A group of women from the Women Wage Peace movement in Israel have been holding a vigil outside the prime minister’s residence in Jerusalem since last week, part of their 50-day fast to mark the anniversary of last summer’s Operation Protective Edge in Gaza.

Hadar Kluger at the Women Wage Peace tent near the prime minister’s residence in Jerusalem. Credit: Sonja M. Hedgepeth

The group of Israeli Jewish and Arab women are calling upon the government of Israel to return to the negotiating table and initiate a resumption of the peace talks with Israel’s neighbors as the only way to ensure a safe and secure future for today and future generations.

Most of the women are wearing the organization’s white T-shirts with the turquoise and black “Women Wage Peace” logo in Hebrew, Arabic and English.

The women are taking turns fasting, and those who do so are also wearing small turquoise signs around their necks that say “I am fasting.” Every day at 11 a.m. the women ending their fasting period give these tags to the next group of fasting women.

The group’s numbers are hard to know since the fasters come and go. There are at least a couple of dozen and they could number as many as 60.

The movement, which is much larger than those staging this fast, was founded after last summer’s Gaza operation when thousands of Israeli women rose up and said “No more!” They state that their symbolic action is not a protest, but a sign of the support for a creative initiative towards a political self-sustaining agreement.

One participant, Hadar Kluger, told us: “Arab-Israeli women are part of this movement from all over the country and we share a common understanding. We should create an understanding between left, right and center that keeping negotiations and going back to the table is a shared goal. This is the first level. Most people want peace and quiet and this can increase hope.”
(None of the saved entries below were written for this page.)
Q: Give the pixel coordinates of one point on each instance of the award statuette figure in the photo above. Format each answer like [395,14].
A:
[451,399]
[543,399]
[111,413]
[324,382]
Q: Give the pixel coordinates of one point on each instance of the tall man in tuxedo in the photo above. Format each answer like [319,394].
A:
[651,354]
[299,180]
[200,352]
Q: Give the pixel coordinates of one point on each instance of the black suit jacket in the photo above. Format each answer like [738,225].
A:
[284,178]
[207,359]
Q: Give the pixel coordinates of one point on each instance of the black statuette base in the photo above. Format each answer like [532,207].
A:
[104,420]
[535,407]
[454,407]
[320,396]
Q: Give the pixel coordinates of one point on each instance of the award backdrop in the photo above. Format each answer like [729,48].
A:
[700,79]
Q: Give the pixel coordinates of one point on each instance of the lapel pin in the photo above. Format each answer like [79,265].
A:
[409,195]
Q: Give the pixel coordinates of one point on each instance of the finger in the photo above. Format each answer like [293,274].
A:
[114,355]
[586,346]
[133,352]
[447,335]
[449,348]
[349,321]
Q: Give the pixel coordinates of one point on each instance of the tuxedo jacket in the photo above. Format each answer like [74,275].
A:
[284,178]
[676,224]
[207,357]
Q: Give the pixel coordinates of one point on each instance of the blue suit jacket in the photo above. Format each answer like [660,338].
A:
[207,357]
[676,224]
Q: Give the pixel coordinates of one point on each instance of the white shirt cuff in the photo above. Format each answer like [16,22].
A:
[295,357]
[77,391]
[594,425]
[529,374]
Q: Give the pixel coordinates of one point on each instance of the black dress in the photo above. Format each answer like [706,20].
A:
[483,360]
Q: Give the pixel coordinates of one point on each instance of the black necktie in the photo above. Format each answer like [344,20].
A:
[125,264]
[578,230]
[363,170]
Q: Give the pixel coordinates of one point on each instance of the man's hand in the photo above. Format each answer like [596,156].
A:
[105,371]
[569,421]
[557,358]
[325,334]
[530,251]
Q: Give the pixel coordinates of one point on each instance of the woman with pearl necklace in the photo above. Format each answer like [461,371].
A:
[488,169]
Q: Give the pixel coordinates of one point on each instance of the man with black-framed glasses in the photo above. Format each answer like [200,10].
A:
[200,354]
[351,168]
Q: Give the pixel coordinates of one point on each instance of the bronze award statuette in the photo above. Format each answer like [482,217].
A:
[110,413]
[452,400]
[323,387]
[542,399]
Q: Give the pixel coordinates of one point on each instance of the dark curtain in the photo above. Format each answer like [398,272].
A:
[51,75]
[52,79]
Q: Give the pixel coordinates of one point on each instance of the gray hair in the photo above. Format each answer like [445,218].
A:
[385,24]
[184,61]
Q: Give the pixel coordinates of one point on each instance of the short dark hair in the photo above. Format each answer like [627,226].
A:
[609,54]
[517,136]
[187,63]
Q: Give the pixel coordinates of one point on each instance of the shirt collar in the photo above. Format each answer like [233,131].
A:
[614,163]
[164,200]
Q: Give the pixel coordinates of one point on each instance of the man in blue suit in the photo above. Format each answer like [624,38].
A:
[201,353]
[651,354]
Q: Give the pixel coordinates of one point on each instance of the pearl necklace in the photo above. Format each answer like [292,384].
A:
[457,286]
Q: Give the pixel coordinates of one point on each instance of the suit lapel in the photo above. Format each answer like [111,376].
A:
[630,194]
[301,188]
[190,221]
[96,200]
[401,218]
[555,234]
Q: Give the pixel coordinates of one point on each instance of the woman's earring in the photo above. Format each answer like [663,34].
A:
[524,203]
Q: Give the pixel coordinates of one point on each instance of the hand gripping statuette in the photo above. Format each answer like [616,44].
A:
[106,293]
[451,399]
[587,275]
The group’s mission statement says its main goals are to influence politicians and opinion makers to work vigilantly towards achieving a political agreement, as well as to give women leadership roles in planning, decision-making and the negotiating process.

Rochelle G. Saidel is founder and executive director of Remember the Women Institute and was named a Women’s eNews 21 Leaders for the 21st Century in 2015. Sonja M. Hedgepeth is a professor at Middle Tennessee State University.